Акбара и Ташчайнар не понимали, что своим неумолчным воем подписывают себе в
тот час смертный приговор. Теперь Бостон твердо знал, что ему делать, и
готов был немедленно приступить к исполнению своего замысла, если бы ему не
пришлось на другое утро отправиться по хозяйственным делам на Побережье. Но
он так и решил: вначале, чтобы жена не упрекала, навести порядок в саду, а
потом уж расправиться с волками. Вот о чем думал в пути Бостон...
С опрыскиванием и весенней окопкой яблонь он управился в один день. Ему
удалось найти в селe расторопного парня, и тот взялся за плату быстро
сделать эту работу. Бостон пообещал ему одного ягненка от своих черных овец.
Покончив с делами, Бостон решил купить новую игрушку Кенджешу. Хотелось
порадовать сыночка. Такой славный мальчуган бегает по дому, через месяц с
небольшим ему уже исполнится два года. Забавный, бойкий мальчишка радовал
своими выходками стареющего Бостона. Каждое новое словечко малыша приводило
отца в восторг. Через него постигал Бостон глубинный, сокровенный смысл
жизни, таящийся в привязанности к дитяти и к его матери. То была конечная и
высшая точка предназначенной Бостону судьбы. Он хотел любить жену и малыша,
а сверх того ничего не требовал и не желал от жизни, ибо разве это не высшее
благо, ниспосланное нам. Он об этом никогда не говорил, но про себя знал,
что так оно и есть. И верил, что жена разделяет в душе eго чувства.
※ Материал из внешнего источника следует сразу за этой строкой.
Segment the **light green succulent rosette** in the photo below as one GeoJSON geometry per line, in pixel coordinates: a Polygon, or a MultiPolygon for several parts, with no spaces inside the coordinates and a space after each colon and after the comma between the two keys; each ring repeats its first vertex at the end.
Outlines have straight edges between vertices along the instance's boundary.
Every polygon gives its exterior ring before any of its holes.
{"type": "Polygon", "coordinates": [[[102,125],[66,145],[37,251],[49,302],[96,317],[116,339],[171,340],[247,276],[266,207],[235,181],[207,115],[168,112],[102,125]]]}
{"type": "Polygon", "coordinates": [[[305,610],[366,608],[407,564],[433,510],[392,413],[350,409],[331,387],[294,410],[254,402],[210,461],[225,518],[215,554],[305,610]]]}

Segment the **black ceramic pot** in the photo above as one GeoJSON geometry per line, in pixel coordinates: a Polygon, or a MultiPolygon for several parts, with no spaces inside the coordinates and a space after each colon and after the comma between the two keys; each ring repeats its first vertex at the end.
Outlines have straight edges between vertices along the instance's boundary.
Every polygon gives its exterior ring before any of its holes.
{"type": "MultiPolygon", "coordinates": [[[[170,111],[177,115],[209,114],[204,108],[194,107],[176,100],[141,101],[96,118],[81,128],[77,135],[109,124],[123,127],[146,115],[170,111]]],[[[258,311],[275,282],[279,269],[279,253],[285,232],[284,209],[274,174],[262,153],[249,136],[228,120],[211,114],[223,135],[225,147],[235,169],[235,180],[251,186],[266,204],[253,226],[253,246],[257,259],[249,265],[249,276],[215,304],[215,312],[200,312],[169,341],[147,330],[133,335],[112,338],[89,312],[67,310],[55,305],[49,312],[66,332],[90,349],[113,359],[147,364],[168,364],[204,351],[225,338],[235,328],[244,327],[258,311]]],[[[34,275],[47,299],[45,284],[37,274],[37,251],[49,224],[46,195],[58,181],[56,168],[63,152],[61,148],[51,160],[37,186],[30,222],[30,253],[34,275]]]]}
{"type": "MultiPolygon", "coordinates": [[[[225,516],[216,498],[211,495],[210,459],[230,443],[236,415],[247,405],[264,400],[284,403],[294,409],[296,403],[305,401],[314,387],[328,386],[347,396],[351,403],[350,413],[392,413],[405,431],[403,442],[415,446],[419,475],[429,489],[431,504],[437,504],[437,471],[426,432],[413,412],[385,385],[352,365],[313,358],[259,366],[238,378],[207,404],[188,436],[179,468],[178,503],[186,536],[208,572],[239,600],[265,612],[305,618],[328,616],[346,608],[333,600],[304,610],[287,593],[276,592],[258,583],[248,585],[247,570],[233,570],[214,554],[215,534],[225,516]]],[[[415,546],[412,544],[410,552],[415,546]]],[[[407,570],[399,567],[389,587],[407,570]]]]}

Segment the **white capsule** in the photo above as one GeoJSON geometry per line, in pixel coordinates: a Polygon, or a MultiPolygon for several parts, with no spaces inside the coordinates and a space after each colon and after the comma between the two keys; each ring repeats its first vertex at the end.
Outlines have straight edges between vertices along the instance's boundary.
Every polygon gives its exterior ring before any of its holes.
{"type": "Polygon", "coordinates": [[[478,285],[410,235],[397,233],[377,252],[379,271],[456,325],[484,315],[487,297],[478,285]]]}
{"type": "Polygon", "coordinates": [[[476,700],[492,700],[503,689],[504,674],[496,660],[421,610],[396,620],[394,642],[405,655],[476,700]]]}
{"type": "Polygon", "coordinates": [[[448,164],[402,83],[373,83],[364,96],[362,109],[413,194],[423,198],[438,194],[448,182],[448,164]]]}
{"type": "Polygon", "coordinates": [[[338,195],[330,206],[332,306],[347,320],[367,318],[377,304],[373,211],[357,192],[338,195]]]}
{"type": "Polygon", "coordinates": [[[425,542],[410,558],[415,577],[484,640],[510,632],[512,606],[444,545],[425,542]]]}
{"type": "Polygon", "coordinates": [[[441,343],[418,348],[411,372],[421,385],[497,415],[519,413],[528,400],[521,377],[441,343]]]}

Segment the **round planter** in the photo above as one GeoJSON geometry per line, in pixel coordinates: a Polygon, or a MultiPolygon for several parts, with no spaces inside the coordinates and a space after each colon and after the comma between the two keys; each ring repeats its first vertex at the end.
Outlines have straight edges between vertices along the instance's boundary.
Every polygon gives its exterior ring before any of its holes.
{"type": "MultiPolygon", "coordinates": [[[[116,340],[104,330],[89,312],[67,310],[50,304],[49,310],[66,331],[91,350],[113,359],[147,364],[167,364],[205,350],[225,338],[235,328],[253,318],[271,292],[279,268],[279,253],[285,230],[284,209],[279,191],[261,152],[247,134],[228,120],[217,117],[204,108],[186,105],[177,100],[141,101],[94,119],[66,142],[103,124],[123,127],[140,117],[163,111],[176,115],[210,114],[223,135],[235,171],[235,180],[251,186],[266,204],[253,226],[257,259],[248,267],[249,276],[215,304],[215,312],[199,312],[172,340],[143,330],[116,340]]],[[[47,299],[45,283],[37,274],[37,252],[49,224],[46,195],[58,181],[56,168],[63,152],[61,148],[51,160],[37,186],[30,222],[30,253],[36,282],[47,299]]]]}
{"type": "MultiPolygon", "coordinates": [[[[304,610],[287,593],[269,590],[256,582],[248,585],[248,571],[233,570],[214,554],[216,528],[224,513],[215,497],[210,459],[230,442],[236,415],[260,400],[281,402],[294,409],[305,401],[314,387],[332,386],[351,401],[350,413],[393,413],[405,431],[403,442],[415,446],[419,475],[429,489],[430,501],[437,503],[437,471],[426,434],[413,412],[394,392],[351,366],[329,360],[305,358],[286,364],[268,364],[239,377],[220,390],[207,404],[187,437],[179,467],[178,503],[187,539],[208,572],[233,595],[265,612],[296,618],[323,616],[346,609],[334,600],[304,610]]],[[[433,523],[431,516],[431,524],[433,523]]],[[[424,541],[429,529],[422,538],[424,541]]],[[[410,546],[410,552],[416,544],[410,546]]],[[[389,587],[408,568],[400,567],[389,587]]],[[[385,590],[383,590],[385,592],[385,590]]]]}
Бостон спешился возле раймага "Маданият", прошел внутрь и купил
заводную лягушку, лупоглазую, смешную, - то-то малыш будет забавляться!
Выйдя на улицу, он собрался сесть на коня, как вдруг почувствовал голод и
вспомнил, что с утра ничего не ел. Столовая была совсем рядом с раймагом, и
он, на беду, решил зайти туда. Едва Бостон вошел в полутемный зал,
пропитавшийся запахом дешевой пищи, которой кормили здесь проезжих шоферов,
и сел неподалеку от входа за стол, как тут же услышал за спиной голос
Базарбая. Бостон не оглянулся - он и так понял, что тот гуляет здесь с
дружками. "Сидит пьет средь бела дня с прихлебателями, и хоть бы хны, ни
стыда, ни совести у человека", - неприязненно подумал Бостон. Хотел было
встать и уйти от греха подальше, но потом подумал: а, собственно, с какой
стати, почему он должен уходить не поев? Заказал борщ, котлеты, а тем
временем Базарбаю уже, должно быть, доложили, что в углу сидит Бостон. И
сразу голоса за спиной враждебно приутихли, а затем снова загалдели. И
вскоре к Бостону был послан один из Базарбаевых приятелей, некий Кор Самат,
Кривой Самат, местный забулдыга и сплетник, которому еще в молодости выбили
в драке глаз.
- Салам, Бостон, салам! - С многозначительной усмешкой Самат протянул
руку Бостону - и ничего не поделаешь, пришлось ее пожать. - Ты чего здесь в
одиночестве? - приступился он к Бостону. - А мы там с Базарбаем сидим. Давно
не встречались, решили собраться. Пошли к нам. Сам Базарбай зовет.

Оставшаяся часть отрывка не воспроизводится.